In Washington State where local news outlets reported 10 deaths from the coronavirus as of Wednesday the state health care authority said it’s working with insurers for public employees and Medicaid recipients to ensure both testing and treatment will be covered “when determined necessary by a health care provider.”
A spokeswoman for America’s Health Insurance Plans a trade group for health insurers, said insurers will work to keep Americans’ costs down.
“No one should hesitate to seek treatment for COVID-19 during this national public-health emergency because of concerns about costs” said AHIP spokeswoman Kristine Grow.
“Effectively containing and responding to COVID-19 relies on strong public-private partnerships with a shared commitment to putting the health and well-being of the American people first” she said. “Health insurance providers fully support this commitment, and are working with other health-care stakeholders to develop and implement solutions that will protect Americans seeking diagnoses for, and treatment of, COVID-19 from out-of-pocket costs.”
Taxpayers could pay to treat uninsured patients
Half of U.S. adults said they or a family member either postponed or skipped going to the doctor in the last year because of the cost 2019 polling by the nonprofit health research group Kaiser Family Foundation found.
“About half of the public regardless of socioeconomic status or health condition, say they are either ‘very worried’ or ‘somewhat worried’ about being able to afford unexpected medical bills or their health-insurance deductible,” Kaiser researchers wrote.
As for the cost of treatment of COVID-19 the Trump administration has said it’s exploring using federal money to pay for treating uninsured patients infected with the coronavirus The Wall Street Journal reported.
There’s also a federal public-health statute that allows the CDC to authorize payment for the care and treatment of individuals subject to “medical examination quarantine, isolation, and conditional release.” This move would require CDC authorization, and most likely, additional appropriations from Congress, Kates noted.
How to keep costs down for the coronavirus test
One key consideration for people thinking about getting tested for the coronavirus: insurers will generally only cover tests if the test is deemed medically necessary which usually means a doctor has to recommend the test.

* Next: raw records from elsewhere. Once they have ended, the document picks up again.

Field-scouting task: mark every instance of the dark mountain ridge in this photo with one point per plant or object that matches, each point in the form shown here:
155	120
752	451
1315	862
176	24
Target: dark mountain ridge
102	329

So call your doctor first, Donovan said.
The first step in the testing process according to the CDC is to call your doctor if you think you have coronavirus symptoms or have been in contact with someone who has the virus, or have traveled to an area with “ongoing spread” of the virus.
‘We have the most unpredictable and expensive health-care system in the world, and injecting the chaos of an epidemic into it is going to expose every weakness and fallibility.’

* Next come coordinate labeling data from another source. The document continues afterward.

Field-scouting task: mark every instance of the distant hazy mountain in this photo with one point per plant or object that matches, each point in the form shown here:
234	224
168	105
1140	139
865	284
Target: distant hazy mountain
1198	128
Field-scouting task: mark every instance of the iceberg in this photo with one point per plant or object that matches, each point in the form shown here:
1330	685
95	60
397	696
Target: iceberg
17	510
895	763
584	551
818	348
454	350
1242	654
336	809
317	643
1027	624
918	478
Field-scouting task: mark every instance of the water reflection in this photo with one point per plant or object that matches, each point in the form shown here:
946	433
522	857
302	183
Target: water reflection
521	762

It’s also important to get checked out by a doctor first because if you skip the doctor and go straight to the emergency room, you run the risk of your insurer refusing to cover the ER visit, Donovan said.

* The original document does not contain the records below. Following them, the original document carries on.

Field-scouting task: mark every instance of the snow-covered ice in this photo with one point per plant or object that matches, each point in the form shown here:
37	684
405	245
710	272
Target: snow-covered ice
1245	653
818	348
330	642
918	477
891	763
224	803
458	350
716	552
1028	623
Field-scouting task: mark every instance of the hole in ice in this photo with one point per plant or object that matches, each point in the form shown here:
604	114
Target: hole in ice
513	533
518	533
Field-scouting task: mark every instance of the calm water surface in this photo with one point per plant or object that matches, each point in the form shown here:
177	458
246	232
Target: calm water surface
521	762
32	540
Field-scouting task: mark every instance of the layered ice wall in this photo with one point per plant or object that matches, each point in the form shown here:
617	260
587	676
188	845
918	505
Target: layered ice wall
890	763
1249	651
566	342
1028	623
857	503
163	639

Insurers have been known to reject claims for emergency department visits that they consider “frivolous,” she said.
Another reason a hospital visit should be your last resort: it’s significantly more expensive than a doctor visit. (The average cost of an ER visit in 2017 was $1,389, up 176% from 10 years prior, according to data from the Health Care Cost Institute.)
No matter why they visit a hospital, most patients are hit with a “facilities fee” just for walking in the door, Donovan said. What’s more, the CDC is recommending that hospitals treat potential coronavirus patients in isolated rooms, and use other special precautions. It’s not yet clear whether patients will be charged for these extra costs.
And whenever you get any lab tests done, it’s important to verify first that the lab and its technicians are “in-network,” meaning that they’re covered by your insurance plan. Otherwise, you can end up with a surprise medical bill — even if your doctor recommended the test.
“We have the most unpredictable and expensive health care system in the world, and injecting the chaos of an epidemic into it is going to expose every weakness and fallibility,” Donovan said.